M. Frédéric Reiss a ensuite présenté un amendement (amendement n° 6) visant à ne pas confier au seul tribunal pénal la possibilité de prononcer une déchéance de nationalité. En cohérence, il a présenté aussi un amendement (amendement n° 8) visant à supprimer la demande faite aux États membres d'abolir les procédures administratives permettant la privation de la nationalité non fondée sur une condamnation pénale. Ces deux amendements n'ont pas été adoptés.

Enfin, il a présenté un amendement visant à supprimer un alinéa appelant à « ne pas faire de discrimination entre les citoyens en fonction de leur mode d'acquisition de la nationalité », au motif qu'il est légitime d'appeler les États membres à éviter toute forme de discrimination indirecte à l'encontre des minorités dans leurs procédures de déchéance de nationalité mais pas de remettre en question le procédé qui ne peut s'appliquer qu'aux personnes disposant de plusieurs nationalités. Cet amendement, lui non plus, n'a pas été adopté.

3. Améliorer le suivi des recommandations du comité européen pour la prévention de la torture : renforcer le rôle de l'Assemblée parlementaire et des Parlements nationaux

Vendredi 25 janvier 2019, l'APCE a adopté, sur le rapport de M. Damir Arnaut (Bosnie-Herzégovine - PPE/DC), présenté par Mme Thorhildur Sunna Ævarsdóttir (Islande - SOC) compte tenu des élections en Bosnie-Herzégovine, au nom de la commission des questions juridiques et des droits de l'Homme, une résolution et une recommandation pour améliorer le suivi des recommandations du comité européen pour la prévention de la torture (CPT).

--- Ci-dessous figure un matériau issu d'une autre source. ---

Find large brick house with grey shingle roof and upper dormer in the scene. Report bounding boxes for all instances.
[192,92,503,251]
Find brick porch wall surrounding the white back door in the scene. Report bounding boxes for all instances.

Les recommandations formulées depuis longtemps dans les rapports du CPT, ainsi que l'évidente nécessité pour l'Assemblée parlementaire de continuer à traiter les questions relatives à la détention, soulignent qu'il importe de maintenir et de renforcer les initiatives de prévention de la torture et des peines ou traitements inhumains ou dégradants dans les États membres du Conseil de l'Europe.

Les travaux approfondis déjà réalisés sur le rôle joué par les Parlements nationaux en qualité de garants des droits de l'Homme montrent qu'il existe de nombreuses voies prometteuses à explorer pour permettre une meilleure mise en oeuvre des recommandations du CPT par les autorités nationales. La création à l'échelon national de nouveaux mécanismes et structures conformes aux principes fondamentaux du contrôle parlementaire des normes internationales relatives aux droits de l'Homme de l'APCE ou le renforcement du mandat et des activités des mécanismes et structures existants, ainsi que l'action de mécanismes de surveillance et de suivi plus efficaces, contribueraient à cet objectif.

Les activités de coopération parlementaire de l'APCE pourraient comporter des projets destinés à soutenir cette fonction particulière.